In some cases the directors were just too optimistic, and the “frequency of restatements relating to cash flow statements remains a concern”. For an increasing number of companies, this is the most important statement in the accounts, as physical assets give way to brands, patents and know-how. It is also the best forward indicator of trouble; you can make losses, but if you run out of cash, the end is nigh.
It is nigh for the FRC. After the damning verdict of the Kingman report (“a ramshackle house . . . constructed in a different era”) two years ago, the body has not been hanged only because the government has yet to get around to organising its replacement.
Yet despite the FRC’s findings, it seems that the auditors are starting to stand up to company boards. Big accounting firms are fed up with being savaged for not spotting problems, and the existential risk to EY over the failures of Wirecard, NMC Health and Finablr has served to concentrate minds elsewhere.
Thus Deloitte has stepped down from EG Group, the highly-leveraged business owned by the Issa brothers who are trying to buy Asda from Walmart. PWC has quit at Boohoo, the cheap fashion kings with questions to answer about conditions among its suppliers in Leicester. BDO resigned the audit of restructured retailer Poundstretcher after refusing to sign off last year’s cash flow forecast.
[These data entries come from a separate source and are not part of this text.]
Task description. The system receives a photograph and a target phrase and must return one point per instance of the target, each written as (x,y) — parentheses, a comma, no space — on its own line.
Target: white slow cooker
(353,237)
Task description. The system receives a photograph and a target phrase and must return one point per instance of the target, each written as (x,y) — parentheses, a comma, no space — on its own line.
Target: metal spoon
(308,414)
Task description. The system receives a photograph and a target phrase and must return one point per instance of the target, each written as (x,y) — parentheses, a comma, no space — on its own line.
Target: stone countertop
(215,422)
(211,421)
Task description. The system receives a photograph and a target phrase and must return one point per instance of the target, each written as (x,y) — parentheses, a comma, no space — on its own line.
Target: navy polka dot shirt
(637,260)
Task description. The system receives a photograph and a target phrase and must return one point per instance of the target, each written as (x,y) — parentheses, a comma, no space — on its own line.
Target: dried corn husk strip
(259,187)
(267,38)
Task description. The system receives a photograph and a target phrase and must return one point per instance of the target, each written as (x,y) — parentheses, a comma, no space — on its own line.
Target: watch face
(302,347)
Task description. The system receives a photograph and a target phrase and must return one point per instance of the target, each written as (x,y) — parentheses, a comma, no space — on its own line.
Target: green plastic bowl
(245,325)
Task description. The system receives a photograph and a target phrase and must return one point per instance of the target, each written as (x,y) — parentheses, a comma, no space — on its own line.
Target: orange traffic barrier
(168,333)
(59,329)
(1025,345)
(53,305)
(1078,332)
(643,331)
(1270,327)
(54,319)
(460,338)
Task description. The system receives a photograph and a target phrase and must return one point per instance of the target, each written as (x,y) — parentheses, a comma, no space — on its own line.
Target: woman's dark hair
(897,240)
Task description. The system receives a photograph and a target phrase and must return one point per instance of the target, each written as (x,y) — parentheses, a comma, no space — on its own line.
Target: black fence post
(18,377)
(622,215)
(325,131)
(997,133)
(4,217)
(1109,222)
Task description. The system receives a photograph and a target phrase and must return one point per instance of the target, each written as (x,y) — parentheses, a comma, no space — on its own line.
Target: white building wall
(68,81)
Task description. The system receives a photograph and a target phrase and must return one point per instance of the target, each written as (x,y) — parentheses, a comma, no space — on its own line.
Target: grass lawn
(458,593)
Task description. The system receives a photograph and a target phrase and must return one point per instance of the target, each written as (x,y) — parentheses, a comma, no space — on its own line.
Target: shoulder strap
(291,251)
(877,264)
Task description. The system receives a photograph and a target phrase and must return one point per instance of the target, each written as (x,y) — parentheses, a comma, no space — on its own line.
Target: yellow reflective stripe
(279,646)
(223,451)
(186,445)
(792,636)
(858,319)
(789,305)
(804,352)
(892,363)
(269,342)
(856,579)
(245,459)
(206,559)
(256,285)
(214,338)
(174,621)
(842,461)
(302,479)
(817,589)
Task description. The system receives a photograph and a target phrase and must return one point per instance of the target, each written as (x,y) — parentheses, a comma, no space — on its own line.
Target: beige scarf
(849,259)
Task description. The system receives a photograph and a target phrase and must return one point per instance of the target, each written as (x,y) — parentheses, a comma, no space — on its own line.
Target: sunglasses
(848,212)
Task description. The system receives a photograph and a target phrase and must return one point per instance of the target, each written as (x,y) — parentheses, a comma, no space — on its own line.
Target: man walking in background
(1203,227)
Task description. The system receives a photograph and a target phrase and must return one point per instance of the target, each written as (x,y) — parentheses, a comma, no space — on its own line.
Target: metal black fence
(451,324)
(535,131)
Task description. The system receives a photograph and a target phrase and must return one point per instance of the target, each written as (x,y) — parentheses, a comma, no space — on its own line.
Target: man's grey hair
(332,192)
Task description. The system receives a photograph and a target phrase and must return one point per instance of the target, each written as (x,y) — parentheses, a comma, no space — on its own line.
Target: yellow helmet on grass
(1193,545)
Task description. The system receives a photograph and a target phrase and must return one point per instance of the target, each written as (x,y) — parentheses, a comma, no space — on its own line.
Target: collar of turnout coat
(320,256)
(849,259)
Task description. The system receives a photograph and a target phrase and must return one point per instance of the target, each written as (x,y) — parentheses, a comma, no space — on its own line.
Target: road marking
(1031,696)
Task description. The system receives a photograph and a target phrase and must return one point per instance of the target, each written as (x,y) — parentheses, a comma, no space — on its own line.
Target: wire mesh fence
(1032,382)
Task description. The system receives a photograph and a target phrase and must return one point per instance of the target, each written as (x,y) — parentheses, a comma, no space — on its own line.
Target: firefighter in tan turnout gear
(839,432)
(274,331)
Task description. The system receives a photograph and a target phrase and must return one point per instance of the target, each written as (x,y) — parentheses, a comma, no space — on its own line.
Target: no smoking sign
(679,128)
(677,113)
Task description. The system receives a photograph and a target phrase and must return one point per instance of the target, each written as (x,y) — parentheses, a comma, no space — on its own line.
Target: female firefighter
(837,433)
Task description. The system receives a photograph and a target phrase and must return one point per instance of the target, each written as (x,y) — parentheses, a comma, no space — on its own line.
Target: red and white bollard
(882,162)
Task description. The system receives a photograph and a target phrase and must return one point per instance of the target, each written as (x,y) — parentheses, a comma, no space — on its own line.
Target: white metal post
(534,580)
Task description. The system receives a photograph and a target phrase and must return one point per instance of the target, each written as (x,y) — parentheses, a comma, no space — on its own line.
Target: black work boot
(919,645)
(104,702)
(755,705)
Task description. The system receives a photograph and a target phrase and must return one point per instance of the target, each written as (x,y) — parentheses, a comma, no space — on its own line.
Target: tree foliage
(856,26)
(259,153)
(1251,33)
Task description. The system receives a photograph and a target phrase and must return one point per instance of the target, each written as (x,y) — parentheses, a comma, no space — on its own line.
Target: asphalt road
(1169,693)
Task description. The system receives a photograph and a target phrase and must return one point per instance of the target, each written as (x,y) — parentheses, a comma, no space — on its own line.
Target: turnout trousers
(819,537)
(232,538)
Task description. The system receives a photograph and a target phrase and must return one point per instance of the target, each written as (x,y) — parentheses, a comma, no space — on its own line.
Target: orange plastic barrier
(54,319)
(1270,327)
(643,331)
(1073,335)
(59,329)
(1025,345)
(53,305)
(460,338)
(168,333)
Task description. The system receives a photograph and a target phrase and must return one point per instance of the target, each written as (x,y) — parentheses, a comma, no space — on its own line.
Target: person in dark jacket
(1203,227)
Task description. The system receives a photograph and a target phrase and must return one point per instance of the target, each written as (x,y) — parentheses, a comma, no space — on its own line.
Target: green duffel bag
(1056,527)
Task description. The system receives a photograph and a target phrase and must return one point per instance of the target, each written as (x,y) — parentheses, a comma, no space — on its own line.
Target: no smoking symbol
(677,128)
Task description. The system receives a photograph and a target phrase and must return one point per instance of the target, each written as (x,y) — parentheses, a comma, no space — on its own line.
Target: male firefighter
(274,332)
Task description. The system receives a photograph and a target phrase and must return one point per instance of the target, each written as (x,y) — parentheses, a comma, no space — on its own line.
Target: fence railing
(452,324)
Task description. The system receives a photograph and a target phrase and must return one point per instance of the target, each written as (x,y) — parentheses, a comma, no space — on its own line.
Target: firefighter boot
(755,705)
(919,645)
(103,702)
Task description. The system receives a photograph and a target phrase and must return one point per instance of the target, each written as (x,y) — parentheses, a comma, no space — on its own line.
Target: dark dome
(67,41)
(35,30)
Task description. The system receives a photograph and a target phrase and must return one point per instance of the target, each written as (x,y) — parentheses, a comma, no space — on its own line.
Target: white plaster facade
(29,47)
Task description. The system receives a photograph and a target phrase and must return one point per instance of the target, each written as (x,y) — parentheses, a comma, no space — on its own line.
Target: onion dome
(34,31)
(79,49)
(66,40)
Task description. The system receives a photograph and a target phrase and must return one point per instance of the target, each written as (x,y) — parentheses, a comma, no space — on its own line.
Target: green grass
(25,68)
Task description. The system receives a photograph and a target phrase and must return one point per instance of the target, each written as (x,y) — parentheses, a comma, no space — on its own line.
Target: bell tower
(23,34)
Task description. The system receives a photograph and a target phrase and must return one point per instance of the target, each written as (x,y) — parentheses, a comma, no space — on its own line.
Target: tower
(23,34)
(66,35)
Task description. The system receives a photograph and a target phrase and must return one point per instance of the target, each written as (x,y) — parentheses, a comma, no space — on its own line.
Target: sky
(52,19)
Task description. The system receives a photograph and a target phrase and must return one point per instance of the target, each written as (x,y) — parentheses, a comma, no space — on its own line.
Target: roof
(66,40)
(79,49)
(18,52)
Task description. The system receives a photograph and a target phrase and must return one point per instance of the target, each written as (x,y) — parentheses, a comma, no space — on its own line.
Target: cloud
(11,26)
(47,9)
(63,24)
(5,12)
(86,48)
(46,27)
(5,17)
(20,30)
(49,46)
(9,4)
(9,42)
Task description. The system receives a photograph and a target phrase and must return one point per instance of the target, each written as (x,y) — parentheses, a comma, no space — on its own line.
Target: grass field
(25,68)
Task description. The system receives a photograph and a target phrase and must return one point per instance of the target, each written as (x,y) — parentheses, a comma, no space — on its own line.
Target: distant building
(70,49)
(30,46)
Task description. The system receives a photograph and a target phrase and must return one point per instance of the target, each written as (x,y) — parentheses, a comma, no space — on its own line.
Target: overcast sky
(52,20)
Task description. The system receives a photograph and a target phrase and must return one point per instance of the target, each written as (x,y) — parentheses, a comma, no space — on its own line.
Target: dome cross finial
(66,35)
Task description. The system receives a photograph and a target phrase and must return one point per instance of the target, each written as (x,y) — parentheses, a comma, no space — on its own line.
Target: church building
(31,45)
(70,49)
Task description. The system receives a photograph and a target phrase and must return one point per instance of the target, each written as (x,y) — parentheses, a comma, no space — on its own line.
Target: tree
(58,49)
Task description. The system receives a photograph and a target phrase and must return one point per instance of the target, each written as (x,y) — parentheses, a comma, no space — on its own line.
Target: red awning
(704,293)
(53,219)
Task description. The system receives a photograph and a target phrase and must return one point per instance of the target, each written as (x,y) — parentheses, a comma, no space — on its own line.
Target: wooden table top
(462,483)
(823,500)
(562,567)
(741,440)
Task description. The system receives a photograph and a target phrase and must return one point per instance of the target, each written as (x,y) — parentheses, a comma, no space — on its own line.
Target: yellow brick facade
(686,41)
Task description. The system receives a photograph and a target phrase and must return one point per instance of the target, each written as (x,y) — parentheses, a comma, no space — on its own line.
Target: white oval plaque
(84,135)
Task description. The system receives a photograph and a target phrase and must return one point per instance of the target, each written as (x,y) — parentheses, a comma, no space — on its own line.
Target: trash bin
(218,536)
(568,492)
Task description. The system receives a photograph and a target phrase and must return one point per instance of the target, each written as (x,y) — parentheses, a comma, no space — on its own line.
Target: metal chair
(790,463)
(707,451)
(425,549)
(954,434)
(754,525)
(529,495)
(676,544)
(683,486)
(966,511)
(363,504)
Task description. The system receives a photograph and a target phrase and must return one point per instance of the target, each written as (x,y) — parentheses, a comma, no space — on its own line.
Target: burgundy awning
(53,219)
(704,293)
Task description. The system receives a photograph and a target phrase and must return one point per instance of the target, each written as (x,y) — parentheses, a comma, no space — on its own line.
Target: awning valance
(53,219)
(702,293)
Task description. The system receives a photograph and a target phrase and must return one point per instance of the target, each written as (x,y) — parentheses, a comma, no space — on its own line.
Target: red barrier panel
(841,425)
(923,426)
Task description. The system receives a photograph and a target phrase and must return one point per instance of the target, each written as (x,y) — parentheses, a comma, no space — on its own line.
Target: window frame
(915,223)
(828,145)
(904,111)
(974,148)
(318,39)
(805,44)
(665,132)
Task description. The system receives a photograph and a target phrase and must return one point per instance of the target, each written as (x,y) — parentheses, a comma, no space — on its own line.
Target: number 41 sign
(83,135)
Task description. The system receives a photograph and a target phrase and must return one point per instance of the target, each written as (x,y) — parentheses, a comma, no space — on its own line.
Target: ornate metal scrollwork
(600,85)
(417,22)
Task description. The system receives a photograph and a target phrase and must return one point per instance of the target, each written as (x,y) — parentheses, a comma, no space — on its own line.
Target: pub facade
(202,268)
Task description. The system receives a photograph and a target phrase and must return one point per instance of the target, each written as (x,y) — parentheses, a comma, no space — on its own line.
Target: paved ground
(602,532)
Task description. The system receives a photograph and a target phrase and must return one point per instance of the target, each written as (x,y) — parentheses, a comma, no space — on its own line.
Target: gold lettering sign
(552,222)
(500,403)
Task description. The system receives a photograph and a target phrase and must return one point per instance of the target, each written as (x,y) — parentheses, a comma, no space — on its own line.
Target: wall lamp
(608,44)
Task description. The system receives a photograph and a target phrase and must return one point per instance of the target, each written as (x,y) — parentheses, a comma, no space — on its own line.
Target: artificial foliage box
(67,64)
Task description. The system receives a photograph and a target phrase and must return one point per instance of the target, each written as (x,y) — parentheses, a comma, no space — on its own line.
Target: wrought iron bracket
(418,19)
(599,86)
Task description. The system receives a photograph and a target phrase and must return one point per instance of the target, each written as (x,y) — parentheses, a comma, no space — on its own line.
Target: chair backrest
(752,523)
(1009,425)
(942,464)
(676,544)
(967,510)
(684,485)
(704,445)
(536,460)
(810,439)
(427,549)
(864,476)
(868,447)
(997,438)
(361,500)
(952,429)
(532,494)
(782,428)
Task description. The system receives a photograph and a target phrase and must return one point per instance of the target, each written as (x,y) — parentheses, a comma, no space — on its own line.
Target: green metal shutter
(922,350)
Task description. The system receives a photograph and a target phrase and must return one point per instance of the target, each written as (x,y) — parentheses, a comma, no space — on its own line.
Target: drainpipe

Firms must state why they are resigning, but the reasons are seldom as specific as in the Poundstretcher case. “Governance shortcomings” provides a convenient catch-all, especially in cases like Boohoo and EG. The more convincing answer is simply that the skimpy rewards from auditing are not worth the reputational risk.
The FRC’s comments will hardly help here. David Rule, its executive director of supervision, told The Times that accounts must “explain not only how the pandemic has affected company performance but also how it might affect a company’s future prospects”. Well, best of luck with that. We’d all like the answer as we peer into the corona virus mists, trying not to catch it.
Auditing has long been the Cinderella of the accounting profession, but as accounts get more complicated for outsiders (Royal Dutch Shell’s p&l, anyone?) that is changing. Audit fees are going up fast, and the audit partners are being invited to the fat-cat ball. As for the poor old FRC, it is promised glamorous new clothes, becoming the Audit, Reporting and Governance Authority. This year, next year, sometime…
Shell shock
Are the executives of BP and Royal Dutch Shell listening to the stock market? Share prices of both companies have more than halved in the last year, a scale of collapse unthinkable in the past. Some of this is due to nerves about the oil price, but mostly it reflects fears that both companies will squander their assets in their stampede to go green.
In fact, neither company has the expertise to make decent returns from renewable energy. They are world leaders at finding, extracting and selling oil and gas, a business which will be essential for energy supply for at least another decade. Rather than pour this wonderful competitive advantage down a green drain, far better to get costs down and dividends back up, and allow the owners of the businesses to decide where to put their money.